I am not sure about you, but when trying to arrive at an oversold condition in a single stock, I often look for prior support, or a technical level that sticks out like a sore thumb. Depending on how you look at it, we traders are fortunate enough to have the morning of Monday August 24th as a sort of sentiment beacon, the day that some of our most loved stocks traded at crash levels before recovering and never looking back.

Microsoft (MSFT) is one of those stocks. It traded down more than 10% in two trading days, before putting in a sharp reversal that yielded a 43% rally from its August 24th lows to its late December highs.  MSFT has shown tremendous relative strength to many of its mega cap peers, with the stock now 28% above its Aug 24th low:

MSFT 1yr chart from Bloomberg
MSFT 1yr chart from Bloomberg

The one year chart above is fairly astounding, with prior resistance of $50 now serving as important support, with $40, prior long term support, a distant memory.

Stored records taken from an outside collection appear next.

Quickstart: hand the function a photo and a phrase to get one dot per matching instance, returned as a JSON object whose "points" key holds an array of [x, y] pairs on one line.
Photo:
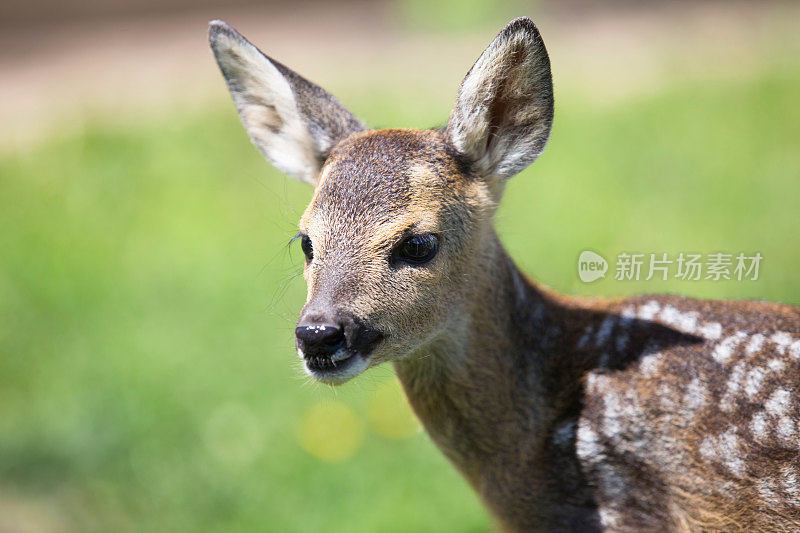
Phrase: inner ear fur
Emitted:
{"points": [[504, 109], [292, 121]]}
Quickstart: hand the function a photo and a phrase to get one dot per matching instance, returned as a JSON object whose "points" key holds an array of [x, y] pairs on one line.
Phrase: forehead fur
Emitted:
{"points": [[392, 177]]}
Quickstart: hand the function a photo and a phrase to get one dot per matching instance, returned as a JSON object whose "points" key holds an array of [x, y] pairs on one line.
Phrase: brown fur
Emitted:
{"points": [[652, 413]]}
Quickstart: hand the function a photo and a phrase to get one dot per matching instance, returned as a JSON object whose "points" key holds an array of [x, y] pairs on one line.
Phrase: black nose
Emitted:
{"points": [[317, 339]]}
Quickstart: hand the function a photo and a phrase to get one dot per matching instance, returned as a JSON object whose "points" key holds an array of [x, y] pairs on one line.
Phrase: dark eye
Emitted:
{"points": [[417, 249], [308, 249]]}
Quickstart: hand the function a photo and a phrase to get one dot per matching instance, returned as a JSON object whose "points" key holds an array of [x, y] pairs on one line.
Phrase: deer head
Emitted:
{"points": [[399, 229]]}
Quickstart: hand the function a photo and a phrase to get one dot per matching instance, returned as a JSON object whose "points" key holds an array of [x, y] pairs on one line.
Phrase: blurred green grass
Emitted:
{"points": [[147, 294]]}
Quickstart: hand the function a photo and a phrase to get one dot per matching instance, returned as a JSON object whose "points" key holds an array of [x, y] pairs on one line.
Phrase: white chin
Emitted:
{"points": [[345, 368]]}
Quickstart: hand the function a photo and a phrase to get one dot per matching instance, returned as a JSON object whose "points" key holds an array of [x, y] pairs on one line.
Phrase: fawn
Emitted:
{"points": [[652, 413]]}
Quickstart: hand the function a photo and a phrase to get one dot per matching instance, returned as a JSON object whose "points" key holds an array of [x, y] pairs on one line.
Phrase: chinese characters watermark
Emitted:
{"points": [[684, 266]]}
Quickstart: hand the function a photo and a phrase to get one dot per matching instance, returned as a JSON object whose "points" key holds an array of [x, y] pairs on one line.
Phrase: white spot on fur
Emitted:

MSFT is scheduled to report fiscal Q2 results on January 28th after the close, the options market is implying about a 6% one day move, which is shy of its 4 qtr average of about 8.3%, but well high of its 10 year average of 4.3%.

So What Traded Today?

Options volume in MSFT is ran hot today at 1.5x average daily volume, with calls outnumbering puts nearly 1.3x to 1.  While much of the call volume looks to be bullish, calls spreads bought to open, they look to be financed with opening sales of downside puts. Which means even more bullish, not only is the trader willing to commit premium to their bullish view but they are also willing to be put the stock at levels below the market.

For instance when MSFT was $50.35 a trader sold 3500 Feb 26th weekly 47.50 puts to open at 1.40 and bought to open 3500 of the Feb 26th weekly 52.50 / 55.50 call spread for 87 cents, resulting in a 53 cent credit for the trade.  This trade breaks-even on the upside at $51.97 with a max gain of up to $3.53 between 51.97 and 55.50 with max gain above $55.50 not far below the 52 week highs of $56.85 made on December 29th, 2015.  On the downside, above 52.50 and below 55.50 the trader will receive the 53 cents in premium received for what we call a call spread risk reversal, with losses as if long 350,000 shares below $47.50 (less the 53 cents premium so really at $46.97, down almost 7% from the trading level).

We are in the sort of market where from purely a volatility perspective (the price of options are at their highest levels since August) it makes sense to be net short premium for directional players. With one caveat, if you think the market feels a bit crashy, then it may make sense to shy away from naked short put positions.